Ha muerto el granadino Francisco Ayala, hoy, este es mi homenaje.
A un señor de 100 años debe resultarle chocante que alguien lo encuentre una novedad. Pero es que yo soy de ciencias y cuando me iniciaba en el placentero hábito de la lectura, tras el capitán Trueno y el Javato, eran Juan Rulfo, Julio Cortázar, Vázquez Montalbán, los de la novela negra y otros mágicos escritores, creadores de fantasmas, los que poblaban tardes y sueños–entonces no existía industria editorial dedicada al consumo de masas–. Esto fue así gracias a la suerte de tener amigos de letras, y al mérito de un profesor anónimo que leía los cuentos de El llano en llamas a chavales de quince años prisioneros entre las paredes caldeadas de un aula esquinada al sol poniente. Alejado del texto oficial, el buen y joven maestro recreaba, con su sola voz y el libro en sus manos, escenas prodigiosas que serán siempre en mi memoria la “Literatura”.

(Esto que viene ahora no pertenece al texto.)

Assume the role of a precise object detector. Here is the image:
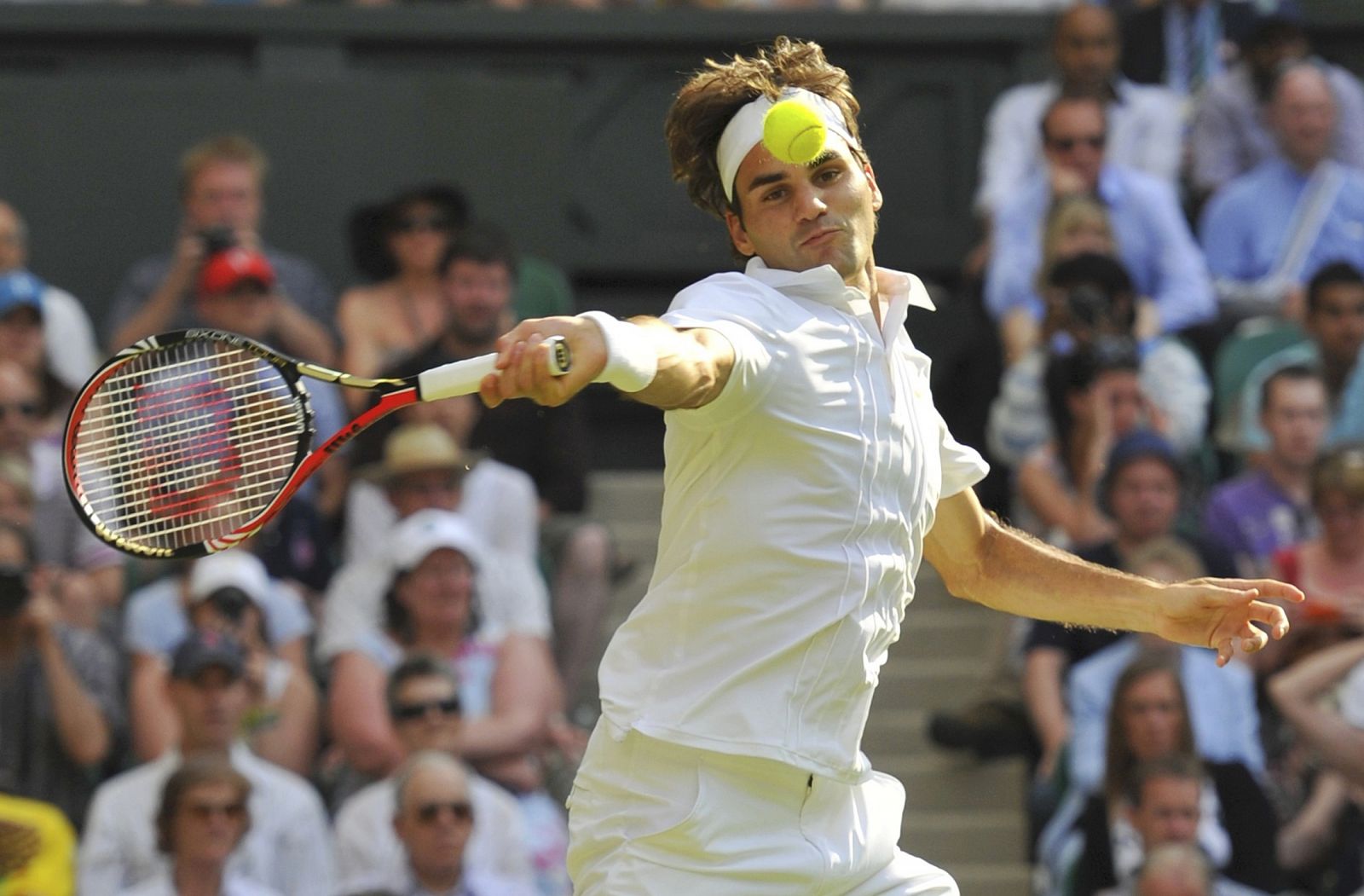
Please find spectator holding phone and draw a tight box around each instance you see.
[107,134,336,364]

Más tarde descubrí a Borges, a Valle Inclán, a Poe y a Lovecraft, a Stevenson y Konrad, a Pessoa y a Kavafis y a algunos más sin olvidar a Machado y parte del 27. Lo que no puede considerarse torpeza en alguien de ciencias, nacido en el Albayzín, criado en el Zaidín, crecido en Jerez de la Forntera y titulado en Granada; la inquietud trae la incertidumbre, y el método contiene el ensayo y el error.

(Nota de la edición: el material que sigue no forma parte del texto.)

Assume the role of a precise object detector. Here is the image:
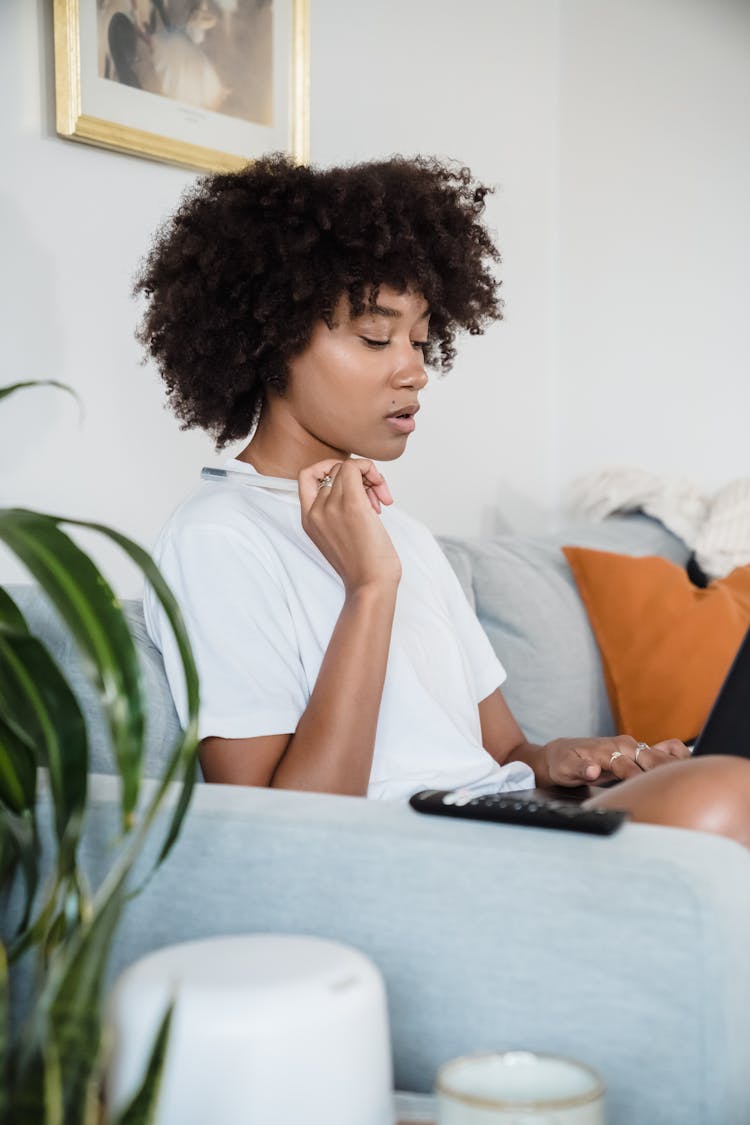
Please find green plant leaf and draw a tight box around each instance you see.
[0,942,10,1125]
[0,379,83,417]
[16,865,129,1123]
[0,509,144,829]
[0,586,28,633]
[57,520,199,865]
[108,1002,174,1125]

Hace algunos años que en este mismo periódico comencé a oír hablar de Francisco Ayala, después leí un par de cuentecitos publicados en Alianza Cien: San Juan de Díos y El Hechizado, y cualquier artículo de prensa suyo que pasaba ante mis ojos; pero fue este último verano, en Cataluña, contemplando el Baix Empordá segado de cereales y salpicado de cilíndricas balas de paja, donde leí Muertes de Perro. La novela desprendía tradición literaria, en el estilo conciso y claro del escritor, resonaban los ecos de Tirano Banderas y reconocí, mira por donde, porque debía haber sido al revés, a García Márquez. Mi experiencia y limitada formación literaria me lleva a no decir mas para no cometer pecado de atrevimiento. Un par de meses antes, era por mayo, vi fugazmente a Ayala contemplando a Durero en el Museo del Prado. La luz rebotaba en las obras y, tenue, iluminaba al anciano que resultaba una aparición. El otro día compré Historia de Macacos, un conjunto de cuentos breves -el que da título es el mayor-, que bebí a escondidas de seis tragos, uno por relato. Fina ironía, sarcasmo, desencanto y un último relato titulado El colega desconocido en el que se revela la distancia entre la popularidad de un escritor mediocre y el mundo reservado de quienes son candidatos a convertirse en clásicos “por el acuerdo de los mejores a lo largo del tiempo”.
Este conjunto de casualidades, tal vez inconexas, y el sabor que me produce la lectura de quien considero ya, en mi particular parnaso, uno de los grandes, me ha llevado a la determinación de leer todo lo que ha escrito. Ahora me toca La cabeza del cordero.
Lo que no comprendo es por qué no estaba en los planes de estudio de mi bachillerato; por qué ha sido, y no solo popularmente, un desconocido. Por qué es necesario llegar a los cien años para que su ciudad le ofrende el reconocimiento que merece desde antiguo. Leer a Francisco Ayala es aprender idioma, ni mas ni menos. Toda su lucidez estuvo y está al servicio de la lengua. Con su lectura seguiremos comprendiendo la importancia de la democracia, de la libertad, del laicismo, y de todos los principios ilustrados.